Quande le Ferrovie Nord
avevano il bar sul treno
Adesso per arrivare da Milano ad Erba, o viceversa, occorre un'ora e un quarto (quando i ritardi non si assommano ai ritardi) con malinconici disagi e scomodità. Ma all'inizio del secolo scorso i viaggiatori potevano intrattenersi prendendo un caffè, o un aperitivo
Una signora di Erba, Elda Sangiorgio Veronelli, ci ha messo a disposizione una fotografia che, pur parzialmente, racconta la storia del bar sui convogli delle Ferrovie Nord Milano. Elda è una delle figlie di Attilio Sangiorgio, decenni fa conosciuto come "el Tili di Mungôzz" che per tanto tempo, fino poco dopo la guerra, ha fatto il macchinista delle locomotive a vapore delle Nord.
L'immagine ritrae i camerieri del bar di prima classe ai finestrini del vagone agganciato alla locomotiva. È un convoglio appena giunto da Milano a Erba, in un pomeriggio dei primi anni Trenta. Elda Sangiorgio racconta che suo padre diceva che il "sevizio bar" ha funzionato fino al 1936. Poi i dirigenti hanno capito che il bar era un lusso. I treni erano ormai pieni di pendolari. Già era difficile trovare un posto a sedere. Non c'era spazio per il bar. Cambiava un'epoca. Il treno che da Milano arrivava a Erba, poi ad Asso, non era più il mezzo indispensabile per condurre comodamente la gente milanese ricca e importante negli ameni luoghi di villeggiatura e di campagna come quando, nel 1879, il primo convoglio giunse a Erba. La linea inaugurale delle Nord fu proprio la Milano-Erba Incino perché ad Erba Alta era il più ricco luogo di seconda residenza della nobiltà e della grande borghesia meneghina. E proprio per questa abbiente società fu progettata e costruita la linea ferrovia, non certo per i pendolari che ancora non c'erano. Poi il regicidio di Monza, nel 1901, mutò radicalmente il vento e il bel mondo delle famiglie legate ai Savoia abbandonarono la Brianza. Anche per Erba cominciò il declino. Comunque il treno continuò il suo egregio andare avanti e indietro consolidando i legami tra l'Alta Brianza e Milano. Gli utenti però erano molto diversi da quello di quarant'anni prima. Tuttavia al bar di prima classe i camerieri in giacca bianca e farfallino, continuavano a servire vermout, caffè, e quel famoso bitter "Tramway" già tanto di moda negli anni dell'unità d'Italia ed inventato in onore dell'ippovia Milano-Monza, come scrive Franco Ogliari nel suo libro "Quando una gita costava due soldi". Poi il fascismo che odiava le parole inglesi, cancellò il nome del famoso aperitivo e con esso chiusero anche i bar sui treni delle Nord.

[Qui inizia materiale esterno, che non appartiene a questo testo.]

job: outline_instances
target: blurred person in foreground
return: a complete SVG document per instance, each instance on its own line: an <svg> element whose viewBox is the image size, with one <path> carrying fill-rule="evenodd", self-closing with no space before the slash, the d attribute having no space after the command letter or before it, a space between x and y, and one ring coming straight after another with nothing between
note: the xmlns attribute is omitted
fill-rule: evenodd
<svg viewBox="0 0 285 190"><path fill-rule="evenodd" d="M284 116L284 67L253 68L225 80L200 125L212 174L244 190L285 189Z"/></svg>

Quando saltano fuori vecchie immagini degli ormai dimenticati "bei tempi" del treno a Erba diventano atroci i confronti con la situazione attuale della stazione che sembra sempre più abbandonata a se stessa, con un solo addetto che deve fare tutto, con l'altoparlante che dice: "Vietato attraversare i binari" e non c'è il sottopassaggio. Eppure la stazione di Erba è una di quelle che dà un bel lavoro alla ferrovie. A contribuire a mortificare i miei sentimenti di erbese, magari anche un po' campanilisti, è l'osservare gli imponenti lavori che le Nord in queste settimane stanno dedicando alla stazione di Mariano Comense e ad altre lungo la linea: pensiline, sottopasso con ascensore, molte altre innovazioni e comodità. Alla stazione di Erba niente. Era stata chiusa anche l'edicola. Meno male che per vendere i giornali ci hanno pensato i gestori del "Caffè Stazione", l'unica decente realtà rimasta in stazione.